Ces «légèretés» qui ont coûté la vie à Malo
OLIVIER BERTRAND
Libération mardi 20 novembre 2007

Les parents de Malo ne venaient pas au tribunal faire leur deuil, ou chercher vengeance. Comme l’a expliqué hier leur avocat, ils voulaient que «lumière soit faite» pour que les erreurs qui ont tué leur fils ne puissent se reproduire. Malo est mort en septembre 2004. D’une surdose massive de morphine injectée par un infirmier intérimaire, à la clinique du Val d’Ouest, près de Lyon.

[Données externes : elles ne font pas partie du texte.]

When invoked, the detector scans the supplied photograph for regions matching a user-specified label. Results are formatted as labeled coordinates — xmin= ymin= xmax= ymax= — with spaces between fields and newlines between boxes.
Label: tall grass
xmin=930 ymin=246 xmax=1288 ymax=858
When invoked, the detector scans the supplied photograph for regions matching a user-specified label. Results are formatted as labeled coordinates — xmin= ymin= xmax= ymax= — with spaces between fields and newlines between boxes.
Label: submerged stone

Malo, 12 ans et demi, venait d’être opéré d’une appendicite et un anesthésiste avait prescrit 5 mg de morphine, en comprimé, avant de modifier par téléphone en conseillant une injection sous-cutanée, car Malo était nauséeux et risquait de vomir le cachet. Il aurait dû prescrire cela par écrit, en précisant «1/2 ampoule», ce qui aurait évité le drame. Depuis, dans cette clinique, toutes les prescriptions sont informatisées. L’infirmier intérimaire, Stéphen Lopez, travaillait pour la première fois dans cet hôpital, où une infirmière lui a indiqué «sommairement» où se trouvaient produits et instruments, a-t-il expliqué hier à la barre. Une auxiliaire lui a montré l’armoire à toxique, sans l’ouvrir, et au moment de préparer l’injection, il s’est trouvé devant des ampoules étiquetées «1 %/ml». «Si elles avaient été indiquées en milligrammes, je n’aurais pas commis d’erreur», a-t-il dit hier. Au lieu de cela, il a posé une conversion et s’est trompé.

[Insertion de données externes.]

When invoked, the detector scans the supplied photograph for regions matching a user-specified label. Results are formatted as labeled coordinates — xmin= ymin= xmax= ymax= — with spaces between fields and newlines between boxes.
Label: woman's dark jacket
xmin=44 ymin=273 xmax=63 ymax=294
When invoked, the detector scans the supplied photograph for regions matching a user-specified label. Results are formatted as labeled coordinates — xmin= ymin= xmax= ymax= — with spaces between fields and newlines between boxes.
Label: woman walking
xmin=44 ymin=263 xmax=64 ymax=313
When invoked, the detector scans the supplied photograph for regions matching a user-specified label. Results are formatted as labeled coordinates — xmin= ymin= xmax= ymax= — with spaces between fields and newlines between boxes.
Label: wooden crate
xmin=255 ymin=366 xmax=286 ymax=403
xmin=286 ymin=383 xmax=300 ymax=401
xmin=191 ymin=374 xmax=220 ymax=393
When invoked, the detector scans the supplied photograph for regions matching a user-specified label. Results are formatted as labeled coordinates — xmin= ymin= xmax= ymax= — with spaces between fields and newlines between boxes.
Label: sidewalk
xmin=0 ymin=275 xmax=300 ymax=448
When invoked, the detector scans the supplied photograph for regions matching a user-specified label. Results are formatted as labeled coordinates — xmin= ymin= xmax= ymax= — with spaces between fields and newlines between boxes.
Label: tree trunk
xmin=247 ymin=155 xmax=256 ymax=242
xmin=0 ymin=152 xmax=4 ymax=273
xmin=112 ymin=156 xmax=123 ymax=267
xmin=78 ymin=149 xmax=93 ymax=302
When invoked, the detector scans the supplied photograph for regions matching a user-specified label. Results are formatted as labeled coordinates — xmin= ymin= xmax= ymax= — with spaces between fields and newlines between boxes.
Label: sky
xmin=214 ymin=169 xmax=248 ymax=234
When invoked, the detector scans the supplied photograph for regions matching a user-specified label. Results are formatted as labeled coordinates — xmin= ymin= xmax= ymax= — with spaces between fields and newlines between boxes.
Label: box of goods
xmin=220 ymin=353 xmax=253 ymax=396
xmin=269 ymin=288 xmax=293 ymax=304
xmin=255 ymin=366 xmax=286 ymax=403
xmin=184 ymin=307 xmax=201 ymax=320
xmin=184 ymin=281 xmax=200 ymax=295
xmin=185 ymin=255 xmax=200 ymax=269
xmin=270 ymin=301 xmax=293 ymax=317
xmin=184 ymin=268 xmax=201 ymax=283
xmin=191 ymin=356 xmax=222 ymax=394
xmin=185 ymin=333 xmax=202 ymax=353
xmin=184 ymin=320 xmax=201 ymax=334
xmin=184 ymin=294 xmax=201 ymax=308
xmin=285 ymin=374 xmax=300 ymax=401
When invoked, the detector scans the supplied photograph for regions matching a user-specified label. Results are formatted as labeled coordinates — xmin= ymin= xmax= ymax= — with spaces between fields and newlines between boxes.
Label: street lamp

Etiquettes. Les professionnels à la barre ont tous souligné à quel point les ampoules de morphine des laboratoires Aguettant prêtaient à confusion avec leurs étiquettes en pourcentages. Des accidents s’étaient produits, des hôpitaux avaient alerté. Mais le laboratoire a refait ses étiquettes sans rappeler les flacons mis en cause. La justice n’a pas jugé utile de le poursuivre pour autant. La clinique du Val d’Ouest, pas plus renvoyée, connaissait le danger de ces ampoules. La gérante de la pharmacie avait elle-même écrit à Aguettant et une note avait été envoyée aux chefs de services, sans rester affichée en pédiatrie. Personne ne s’est ensuite inquiété de la compréhension de l’infirmier devant ces ampoules ambiguës. «N’y a-t-il pas nécessité de formation et d’encadrement renforcé lorsqu’on accueille un intérimaire ?» a demandé Myriam Picot, avocate de Stéphen Lopez, à un chirurgien de la clinique. «Puisqu’une société d’intérim nous l’envoyait, c’est qu’il était compétent», a-t-il répondu. Depuis, «on essaie d’avoir recours le moins possible aux intérimaires», a-t-il ajouté. L’infirmier a expliqué pour sa part qu’il n’avait pas fait d’injection depuis plus d’un an, et s’était déjà trompé deux fois dans des dosages, lors d’un stage. Il se battait avec l’agence d’intérim pour ne pas intervenir en urgence ou salles de réveil. «Mais on était obligé d’accepter ces missions pour travailler.» L’infirmier et l’anesthésiste ne s’étaient jamais vus avant l’instruction. Cette nuit-là, la clinique n’avait même pas le numéro de l’intérimaire pour comprendre ce qu’il se passait. Autant de «légèretés» qui «éclairent crûment les conditions dans lesquelles le drame s’est déroulé», estime François Saint-Pierre, avocat des parents de Malo. Malgré la surdose, le garçon aurait pu être sauvé. Mais il n’a été intubé et ventilé qu’au petit matin, et envoyé en réanimation encore plus tard.

Interdiction. Plusieurs experts estiment que le médecin anesthésiste a «fait perdre des chances de survie» à l’enfant. Son avocat estime que ce n’est «pas une faute pénale». La procureure, Catherine Dubost, a développé le contraire avant de requérir «quatre à six mois» minimum de prison avec sursis contre le médecin, et douze contre l’infirmier. Contre ce dernier, elle a également réclamé une interdiction définitive d’exercer. Stéphen Lopez s’est de toute façon réorienté. Il travaille pour une entreprise spécialisée dans le «conseil en pharmacie». La mère de Malo a entamé une conversion : elle suit des études d’infirmière.